India: Hardline Hindu Group May Be Linked to Murders, Police Say

Rohit Wadhwaney
150917-IN-pansare-1000 Communist Party of India (CPI) supporters take part in a protest in Kolhapur, Maharashtra state, to condemn the shooting of local party leader Govind Pansare and his wife, Feb. 17, 2015.

Police in western India say they are probing the “possible involvement” of a hardline Hindu group in the murders of three so-called “rationalists,” or progressive thinkers, after arresting one of its members in connection with one of the cases.

On Wednesday, a special task force of the Maharashtra state police arrested Samir Gaikwad, a member of a right-wing Hindu group Sanatan Sanstha, on suspicion that he was involved in the February 2015 killing of Govind Pansare, a local leader of the Communist Party of India (CPI).

On Feb. 16, two gunmen on a motorbike shot both Pansare and his wife, Sau Uma Pansare, in the head as they were walking near their home in Kolhapur, about 375 km (233 miles) from Mumbai, the state capital. The 81-year-old Pansare died at a hospital in Mumbai four days later. His wife survived the attack but it left her paralyzed.

Gaikwad was taken in for questioning from Sangli, a town near Kolhapur.

Police sources told BenarNews on condition of anonymity that investigators were looking into a “possible connection” between Pansare’s slaying and the murders of Narendra Dabholkar, an anti-superstition activist and author, and M.M. Kalburgi, a scholar.

Kalburgi was shot dead last month at his home in Dharwad, Karnataka, and Dabholkar was gunned down in Pune, Maharashtra, in August 2013.

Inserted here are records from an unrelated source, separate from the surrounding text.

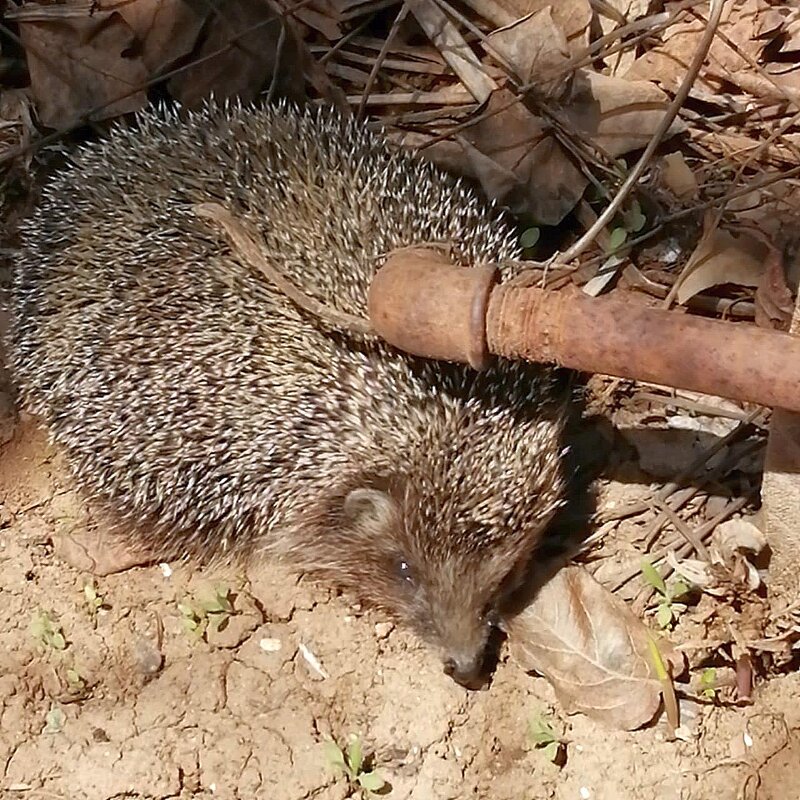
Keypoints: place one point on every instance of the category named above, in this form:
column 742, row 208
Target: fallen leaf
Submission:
column 592, row 649
column 678, row 177
column 166, row 29
column 617, row 114
column 775, row 300
column 243, row 56
column 80, row 61
column 720, row 258
column 573, row 17
column 536, row 48
column 444, row 34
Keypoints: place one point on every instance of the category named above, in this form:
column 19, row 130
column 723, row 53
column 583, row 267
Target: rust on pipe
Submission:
column 422, row 303
column 616, row 337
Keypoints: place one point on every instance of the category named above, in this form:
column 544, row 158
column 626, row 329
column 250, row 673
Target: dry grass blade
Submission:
column 455, row 51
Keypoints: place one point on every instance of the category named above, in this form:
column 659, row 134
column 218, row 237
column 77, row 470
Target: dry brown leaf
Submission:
column 592, row 649
column 721, row 258
column 519, row 163
column 678, row 177
column 614, row 13
column 668, row 63
column 166, row 29
column 775, row 301
column 571, row 16
column 79, row 62
column 16, row 124
column 456, row 52
column 536, row 48
column 250, row 57
column 617, row 114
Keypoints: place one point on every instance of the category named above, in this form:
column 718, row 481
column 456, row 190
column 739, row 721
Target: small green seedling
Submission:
column 668, row 609
column 47, row 631
column 54, row 720
column 529, row 238
column 633, row 220
column 75, row 681
column 708, row 684
column 94, row 600
column 544, row 738
column 210, row 610
column 350, row 763
column 633, row 217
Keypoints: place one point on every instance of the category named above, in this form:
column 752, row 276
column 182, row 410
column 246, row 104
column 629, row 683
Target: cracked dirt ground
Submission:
column 133, row 706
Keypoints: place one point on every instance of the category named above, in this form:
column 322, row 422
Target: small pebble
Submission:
column 148, row 657
column 312, row 661
column 270, row 645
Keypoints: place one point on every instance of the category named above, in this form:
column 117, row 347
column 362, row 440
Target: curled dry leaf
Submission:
column 592, row 649
column 165, row 29
column 253, row 47
column 572, row 16
column 722, row 257
column 677, row 176
column 520, row 164
column 536, row 49
column 774, row 296
column 80, row 61
column 446, row 37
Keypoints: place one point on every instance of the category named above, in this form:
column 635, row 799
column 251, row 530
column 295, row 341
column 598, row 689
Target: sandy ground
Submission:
column 136, row 706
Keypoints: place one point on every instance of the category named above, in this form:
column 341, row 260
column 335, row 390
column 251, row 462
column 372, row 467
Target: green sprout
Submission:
column 207, row 611
column 529, row 238
column 47, row 631
column 544, row 738
column 668, row 609
column 708, row 683
column 94, row 600
column 350, row 763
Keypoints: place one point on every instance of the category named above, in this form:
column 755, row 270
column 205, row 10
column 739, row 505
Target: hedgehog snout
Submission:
column 466, row 668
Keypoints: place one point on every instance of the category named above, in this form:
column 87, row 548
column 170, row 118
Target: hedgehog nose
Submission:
column 467, row 672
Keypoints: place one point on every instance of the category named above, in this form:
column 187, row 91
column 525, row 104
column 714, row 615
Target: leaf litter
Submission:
column 541, row 104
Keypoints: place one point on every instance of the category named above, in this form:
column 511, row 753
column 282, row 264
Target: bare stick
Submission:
column 638, row 170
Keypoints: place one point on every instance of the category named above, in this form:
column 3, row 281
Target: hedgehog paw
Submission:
column 91, row 551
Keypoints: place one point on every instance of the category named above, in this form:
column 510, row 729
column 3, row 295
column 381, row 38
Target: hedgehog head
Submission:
column 444, row 541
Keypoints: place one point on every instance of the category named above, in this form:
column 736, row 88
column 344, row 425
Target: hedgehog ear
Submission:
column 370, row 505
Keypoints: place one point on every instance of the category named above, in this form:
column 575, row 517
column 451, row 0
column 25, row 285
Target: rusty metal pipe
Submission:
column 411, row 306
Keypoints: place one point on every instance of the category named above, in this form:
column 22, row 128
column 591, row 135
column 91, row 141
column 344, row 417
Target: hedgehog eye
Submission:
column 490, row 615
column 403, row 570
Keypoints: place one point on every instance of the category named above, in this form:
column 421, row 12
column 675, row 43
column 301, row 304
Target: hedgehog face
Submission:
column 450, row 599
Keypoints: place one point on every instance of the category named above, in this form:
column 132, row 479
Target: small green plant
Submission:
column 75, row 682
column 207, row 611
column 54, row 720
column 94, row 600
column 632, row 222
column 708, row 684
column 529, row 238
column 47, row 631
column 349, row 762
column 544, row 738
column 669, row 609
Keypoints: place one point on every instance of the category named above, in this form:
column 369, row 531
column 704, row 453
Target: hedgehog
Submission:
column 218, row 420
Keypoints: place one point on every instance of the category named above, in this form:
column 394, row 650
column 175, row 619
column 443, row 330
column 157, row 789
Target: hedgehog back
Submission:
column 184, row 389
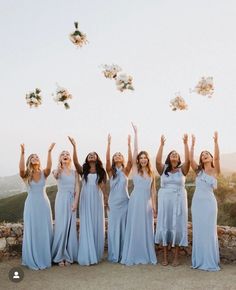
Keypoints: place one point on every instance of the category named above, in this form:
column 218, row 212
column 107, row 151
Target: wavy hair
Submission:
column 101, row 173
column 201, row 164
column 29, row 169
column 168, row 163
column 59, row 165
column 113, row 166
column 139, row 167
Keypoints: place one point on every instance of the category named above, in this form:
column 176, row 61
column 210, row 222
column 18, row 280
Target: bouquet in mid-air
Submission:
column 62, row 96
column 205, row 87
column 111, row 71
column 178, row 103
column 78, row 37
column 123, row 81
column 34, row 98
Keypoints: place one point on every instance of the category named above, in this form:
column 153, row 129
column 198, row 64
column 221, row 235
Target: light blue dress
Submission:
column 139, row 235
column 205, row 248
column 65, row 241
column 118, row 206
column 92, row 222
column 172, row 219
column 38, row 231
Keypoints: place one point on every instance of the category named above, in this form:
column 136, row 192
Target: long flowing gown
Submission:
column 65, row 241
column 172, row 221
column 205, row 248
column 38, row 231
column 139, row 235
column 92, row 222
column 118, row 206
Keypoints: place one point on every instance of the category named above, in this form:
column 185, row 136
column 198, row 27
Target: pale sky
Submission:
column 166, row 45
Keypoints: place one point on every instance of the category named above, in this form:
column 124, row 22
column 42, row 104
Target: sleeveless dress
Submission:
column 65, row 241
column 205, row 249
column 92, row 222
column 172, row 219
column 139, row 235
column 38, row 231
column 118, row 206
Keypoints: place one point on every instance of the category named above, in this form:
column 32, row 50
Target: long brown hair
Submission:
column 113, row 166
column 201, row 164
column 101, row 173
column 149, row 169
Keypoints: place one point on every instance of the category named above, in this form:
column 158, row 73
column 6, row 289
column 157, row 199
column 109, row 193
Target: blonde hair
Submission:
column 29, row 169
column 58, row 172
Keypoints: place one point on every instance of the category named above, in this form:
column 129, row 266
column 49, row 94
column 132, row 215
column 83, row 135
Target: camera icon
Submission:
column 16, row 274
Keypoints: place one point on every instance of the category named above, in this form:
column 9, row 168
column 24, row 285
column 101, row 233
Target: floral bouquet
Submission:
column 62, row 96
column 205, row 87
column 78, row 37
column 33, row 98
column 111, row 71
column 124, row 82
column 178, row 103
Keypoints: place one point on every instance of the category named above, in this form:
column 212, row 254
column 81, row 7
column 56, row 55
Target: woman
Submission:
column 172, row 226
column 205, row 248
column 91, row 208
column 65, row 241
column 139, row 235
column 118, row 200
column 38, row 232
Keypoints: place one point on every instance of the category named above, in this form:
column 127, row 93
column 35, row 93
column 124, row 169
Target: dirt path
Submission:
column 107, row 276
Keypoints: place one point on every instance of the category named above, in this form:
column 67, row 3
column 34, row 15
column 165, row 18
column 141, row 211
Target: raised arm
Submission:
column 48, row 168
column 129, row 162
column 78, row 167
column 22, row 161
column 77, row 191
column 185, row 167
column 154, row 197
column 216, row 154
column 159, row 164
column 108, row 157
column 105, row 193
column 135, row 153
column 193, row 163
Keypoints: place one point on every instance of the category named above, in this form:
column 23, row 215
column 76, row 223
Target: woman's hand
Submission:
column 22, row 148
column 185, row 138
column 72, row 141
column 51, row 147
column 163, row 140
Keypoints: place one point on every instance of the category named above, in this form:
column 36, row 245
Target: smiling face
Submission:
column 143, row 160
column 92, row 157
column 206, row 157
column 174, row 159
column 118, row 158
column 65, row 157
column 34, row 160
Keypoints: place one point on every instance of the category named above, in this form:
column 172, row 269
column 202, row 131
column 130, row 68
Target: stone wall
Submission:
column 11, row 241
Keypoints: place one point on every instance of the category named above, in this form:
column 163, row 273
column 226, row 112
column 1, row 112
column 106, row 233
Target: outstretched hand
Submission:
column 193, row 140
column 51, row 147
column 163, row 140
column 22, row 148
column 134, row 127
column 185, row 138
column 129, row 140
column 109, row 139
column 215, row 137
column 72, row 141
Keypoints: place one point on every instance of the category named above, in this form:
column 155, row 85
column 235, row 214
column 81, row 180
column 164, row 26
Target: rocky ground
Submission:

The men were killed in “strikingly similar” fashion, according to police. All three had angered Hindu fundamentalists by publicly denouncing religious superstitions and blind faith.

Karnataka’s Criminal Investigation Department has sent a team to question the suspect in the Pansare case, Karnataka CID chief Kishore Chandra told BenarNews.

“We have been in touch with the teams probing the Dabholkar and Pansare murder cases. We are still trying to ascertain if there is a common link between the three cases,” Chandra said, adding, “The fresh breakthrough could provide valuable leads.”

Chandra confirmed that Kalburgi was killed “due to his ideological beliefs,” saying his team had ruled out all other possible angles.

Four others detained

Gaikwad, 32, who runs a phone repair shop in Sangli, had been under surveillance for months, police said.

“We picked him up for questioning on Tuesday night. After interrogating him, we formally placed him under arrest at 4:30 a.m. on Wednesday,” Inspector General of Police Sanjay Kumar Verma told reporters.

A court in Kolhapur on Wednesday ordered that Gaikwad be kept in police custody until Sept. 23.

“This arrest does not mean the case is solved. There is a strong possibility that Gaikwad knows about or is involved in the murder conspiracy. We are not saying he is the killer or a mastermind. He has been arrested on suspicion. His arrest is based on leads we got through electronic surveillance,” Verma said.

Based on Gaikwad’s initial statement to police, the task force detained four other people, including a woman, for questioning late Wednesday, a police source told BenarNews on Thursday.

“A woman was detained in Mumbai, while one man was held in Pune and two others in Goa,” the source said.

All four detainees belonged to the Goa-based Sanatan Sanstha, police said. But they declined to reveal any names because the suspects had “not been formally charged yet.”

Sanatan Sanstha issues denial

The Sanatan Sanstha stood by Gaikwad’s innocence.

“The police are falsely implicating him under pressure from elements that are against our organization,” Virendra Marathe, the group’s spokesman, told BenarNews.

“They questioned members of our group in the Dabholkar case, too, but nothing concrete came out of it. Even the police say Gaikwad is only a suspect. They don’t have any evidence against him,” he said.

In Hindi, Marathe added: “Our organization is not involved in any (of the three) murder cases.”

The Hindu group, which has been active in Maharashtra, Karnataka and Goa since 1990, first made headlines when Mumbai police named six of its members as suspects in bombings that occurred in the city’s Thane, Panvel and Vashi areas in 2008. Two of the six were convicted.

In a separate incident in 2009, two activists of the group were killed in the Madgaon area of Goa when a homemade bomb they were carrying on a two-wheeler exploded prematurely.

Security agencies have in the past called on the government to ban the Hindu group, which calls itself a spiritual organization, and declare it a terror outfit. The last such appeal was put forward in 2013 by then Anti-Terrorist Squad (ATS) chief Rakesh Maria.